O segundo artigo da sessão, En el Umbral de la Noche: Dau al Set entre las Vanguardias Históricas y el Arte Nuevo, Sol Enjuanes Puyol (Universidade Autônoma de Barcelona) apresenta uma discussão sobre o processo de criação da revista Dau al Set, no contexto das inovações artísticas das primeiras décadas do século XX. Segundo a autora, “a pesar de no poder ser considerada un gran logro de la vanguardia por sus características intrínsecas, Dau al Set adquiere una relevancia sobresaliente por la precariedad del contexto cultural en el que surgió”.
No terceiro artigo, Juan L. Ortiz y el budismo: vacuidad y reescritura del dolor, Fabián Humberto Zampini (Universidade Nacional de Rio Negro) apresenta uma leitura das marcas do budismo zen na obra poética de Juan L. Ortiz. Para o autor, “Ortiz, como el príncipe Siddharta, el primer buda, coloca en el centro de su sistema poético la evidencia de la primera de las cuatro nobles verdades comunicadas por Buda Shakiamuni: la persistencia del dolor dominando la vida de los hombres. No obstante, para el poeta, el dolor humano es un hecho que de ninguna manera tendría una justificación o necesidad natural”.
E no último artigo que compõe a sessão Vária, Narrativas com imagens. Cinema, literatura e fotografia, Lucía Caminada Rossetti (Universidade Nacional do Nordeste) e Rodrigo Ribeiro (Universidade Federal do Rio de Janeiro) visitam a obra de Julio Cortázar para responder às perguntas “Como ler a imagem visual junto ao texto verbal como estudos experimentais sobre a cultura? Que narrativas emergem dos interstícios da imagem e da palavra?”

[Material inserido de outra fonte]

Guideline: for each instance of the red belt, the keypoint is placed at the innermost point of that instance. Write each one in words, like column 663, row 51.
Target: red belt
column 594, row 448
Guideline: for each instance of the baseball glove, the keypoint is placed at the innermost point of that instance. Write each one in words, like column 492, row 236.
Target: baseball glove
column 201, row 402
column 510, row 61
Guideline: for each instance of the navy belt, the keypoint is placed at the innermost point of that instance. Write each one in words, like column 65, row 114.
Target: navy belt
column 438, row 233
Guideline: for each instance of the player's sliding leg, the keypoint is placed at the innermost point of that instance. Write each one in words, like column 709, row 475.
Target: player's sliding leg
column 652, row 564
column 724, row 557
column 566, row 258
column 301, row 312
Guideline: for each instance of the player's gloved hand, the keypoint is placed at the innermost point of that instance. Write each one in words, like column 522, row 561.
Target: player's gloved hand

E neste número de Caracol, Julio Andrés Gracia Lana, da Universidade de Zaragoza, apresenta uma resenha da obra La máquina y el mito. En el cine y el cómic, de Gino Frezza, publicada em 2017.
Esperamos que este número de Caracol, pela variedade de temas relativos à produção e à circulação de romances gráficos que apresenta e pela ampla gama de pesquisadores que reúne, contribua para a divulgação e para a consolidação dos estudos relacionados ao cómic e ao hispanismo.